Troppi casi di Covid, 12 Rsa toscane chiuse ai visitatori

La decisione di ARAT (Associazione Residenza Anziani Toscana) che chiede alla Regione di provvedere ad un’ordinanza per rendere effettiva questa azione. Franca Conte, presidente: "Il nostro unico obiettivo è quello di salvaguardare i nostri ospiti, soggetti ad altissimo rischio"


ARAT (Associazione Residenza Anziani Toscana), realtà che racchiude 12 residenze per anziani in tutta la Toscana, chiuderà, preventivamente e a partire da domani, le porte delle proprie strutture ai visitatori esterni. Contestualmente, l’Associazione chiede alla Regione di provvedere ad un’ordinanza per rendere effettiva questa azione.

La decisione arriva dopo gli ultimi casi di Covid-19 in alcune RSA della Toscana ed è volta alla salvaguardia e alla protezione degli ospiti delle strutture, che rappresentano i soggetti più fragili in caso di trasmissione del virus. Con l’aumento della curva dei contagi a livello nazionale questa decisione, che si rende necessaria per evitare possibili rischi per gli anziani, dimostra ancora una volta come le strutture toscane abbiano sempre agito con la volontà di proteggere i propri ospiti, come accaduto durante i mesi iniziali di pandemia quando le RSA toscane riuscirono a gestire la crisi e a contenere fortemente il numero di decessi.

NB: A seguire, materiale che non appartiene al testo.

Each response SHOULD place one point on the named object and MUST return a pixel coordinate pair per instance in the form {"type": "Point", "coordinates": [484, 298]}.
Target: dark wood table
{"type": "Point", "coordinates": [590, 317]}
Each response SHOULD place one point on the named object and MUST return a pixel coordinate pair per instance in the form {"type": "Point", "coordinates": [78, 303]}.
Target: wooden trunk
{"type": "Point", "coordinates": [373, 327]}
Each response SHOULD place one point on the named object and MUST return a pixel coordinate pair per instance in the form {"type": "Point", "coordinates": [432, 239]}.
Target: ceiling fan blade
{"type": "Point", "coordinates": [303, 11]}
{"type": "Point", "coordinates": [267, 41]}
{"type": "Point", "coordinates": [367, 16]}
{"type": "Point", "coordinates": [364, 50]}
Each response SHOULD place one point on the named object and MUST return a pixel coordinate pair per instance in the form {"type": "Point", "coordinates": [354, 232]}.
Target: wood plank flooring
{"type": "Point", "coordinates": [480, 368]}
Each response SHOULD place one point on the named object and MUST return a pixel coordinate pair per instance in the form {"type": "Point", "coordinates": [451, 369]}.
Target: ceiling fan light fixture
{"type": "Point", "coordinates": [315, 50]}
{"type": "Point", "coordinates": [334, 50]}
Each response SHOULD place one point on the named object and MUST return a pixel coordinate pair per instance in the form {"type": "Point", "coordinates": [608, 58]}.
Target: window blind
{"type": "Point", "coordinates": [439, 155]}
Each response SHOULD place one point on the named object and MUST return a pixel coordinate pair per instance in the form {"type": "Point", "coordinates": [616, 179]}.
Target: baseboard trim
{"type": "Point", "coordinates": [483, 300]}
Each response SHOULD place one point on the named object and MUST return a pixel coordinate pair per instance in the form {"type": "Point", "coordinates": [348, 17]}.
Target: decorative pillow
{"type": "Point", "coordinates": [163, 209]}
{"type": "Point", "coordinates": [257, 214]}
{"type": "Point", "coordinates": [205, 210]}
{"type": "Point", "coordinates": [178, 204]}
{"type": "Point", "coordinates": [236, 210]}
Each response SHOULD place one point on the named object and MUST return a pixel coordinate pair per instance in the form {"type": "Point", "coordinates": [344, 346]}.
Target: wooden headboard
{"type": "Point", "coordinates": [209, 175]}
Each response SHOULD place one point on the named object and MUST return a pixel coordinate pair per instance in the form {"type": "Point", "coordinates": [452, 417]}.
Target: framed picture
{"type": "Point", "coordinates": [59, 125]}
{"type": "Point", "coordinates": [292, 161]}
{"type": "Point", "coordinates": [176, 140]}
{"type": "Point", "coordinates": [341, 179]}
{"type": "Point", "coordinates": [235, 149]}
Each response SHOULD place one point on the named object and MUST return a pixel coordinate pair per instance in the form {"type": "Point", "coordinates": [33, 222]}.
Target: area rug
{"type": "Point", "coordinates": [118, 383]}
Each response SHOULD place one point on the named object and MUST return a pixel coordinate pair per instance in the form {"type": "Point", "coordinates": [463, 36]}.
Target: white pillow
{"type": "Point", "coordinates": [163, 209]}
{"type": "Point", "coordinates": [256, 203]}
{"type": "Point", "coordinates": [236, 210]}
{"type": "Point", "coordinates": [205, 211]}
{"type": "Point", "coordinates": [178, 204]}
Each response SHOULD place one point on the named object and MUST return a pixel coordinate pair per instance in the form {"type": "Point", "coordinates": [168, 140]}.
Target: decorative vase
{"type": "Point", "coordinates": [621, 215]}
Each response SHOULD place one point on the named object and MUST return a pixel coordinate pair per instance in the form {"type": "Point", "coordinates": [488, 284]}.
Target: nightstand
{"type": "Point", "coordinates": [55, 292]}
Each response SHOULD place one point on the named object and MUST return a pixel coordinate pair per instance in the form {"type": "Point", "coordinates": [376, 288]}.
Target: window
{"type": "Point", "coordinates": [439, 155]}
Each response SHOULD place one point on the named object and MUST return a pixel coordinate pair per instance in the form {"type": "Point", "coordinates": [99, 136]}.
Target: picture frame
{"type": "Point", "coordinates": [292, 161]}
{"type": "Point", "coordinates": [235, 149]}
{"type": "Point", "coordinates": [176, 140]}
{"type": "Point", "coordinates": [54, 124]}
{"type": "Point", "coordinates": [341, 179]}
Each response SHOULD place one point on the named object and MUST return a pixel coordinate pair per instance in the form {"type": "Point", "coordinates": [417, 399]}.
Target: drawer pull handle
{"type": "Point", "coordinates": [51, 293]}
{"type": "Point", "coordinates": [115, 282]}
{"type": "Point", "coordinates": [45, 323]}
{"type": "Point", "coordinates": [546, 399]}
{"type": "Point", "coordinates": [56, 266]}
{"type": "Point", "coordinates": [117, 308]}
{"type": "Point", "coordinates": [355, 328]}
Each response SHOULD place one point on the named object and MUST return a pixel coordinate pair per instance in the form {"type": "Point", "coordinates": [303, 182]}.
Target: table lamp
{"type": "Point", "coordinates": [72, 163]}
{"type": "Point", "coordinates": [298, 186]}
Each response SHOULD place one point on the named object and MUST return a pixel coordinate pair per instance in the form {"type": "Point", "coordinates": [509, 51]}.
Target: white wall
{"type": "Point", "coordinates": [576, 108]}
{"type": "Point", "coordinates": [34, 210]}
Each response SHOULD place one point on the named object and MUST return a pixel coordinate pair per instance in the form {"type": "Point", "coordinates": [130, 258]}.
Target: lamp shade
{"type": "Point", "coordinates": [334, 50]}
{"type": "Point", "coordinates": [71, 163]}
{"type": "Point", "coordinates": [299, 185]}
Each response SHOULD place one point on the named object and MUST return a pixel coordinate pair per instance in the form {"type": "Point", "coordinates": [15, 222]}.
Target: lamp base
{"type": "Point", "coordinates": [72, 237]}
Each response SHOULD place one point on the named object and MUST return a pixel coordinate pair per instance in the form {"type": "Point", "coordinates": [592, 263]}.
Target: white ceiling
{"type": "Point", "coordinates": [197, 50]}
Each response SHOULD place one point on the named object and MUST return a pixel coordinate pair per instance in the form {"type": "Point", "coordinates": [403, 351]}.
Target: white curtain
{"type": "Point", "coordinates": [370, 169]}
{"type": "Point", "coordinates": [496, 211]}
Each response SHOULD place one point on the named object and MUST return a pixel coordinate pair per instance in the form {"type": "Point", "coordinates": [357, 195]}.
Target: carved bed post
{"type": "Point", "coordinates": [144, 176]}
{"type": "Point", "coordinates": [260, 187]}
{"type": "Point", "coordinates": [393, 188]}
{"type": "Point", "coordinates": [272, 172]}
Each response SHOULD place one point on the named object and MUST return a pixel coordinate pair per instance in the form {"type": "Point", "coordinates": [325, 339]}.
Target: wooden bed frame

Franca Conte, presidente ARAT, afferma: “La nostra decisione rappresenta un’azione per sensibilizzare le istituzioni ed impossibile da procrastinare in assenza di un’ordinanza della Regione. Il nostro unico obiettivo è quello di salvaguardare i nostri ospiti, soggetti ad altissimo rischio, ed evitare che si torni ad un periodo di terrore verso le residenze per anziani”.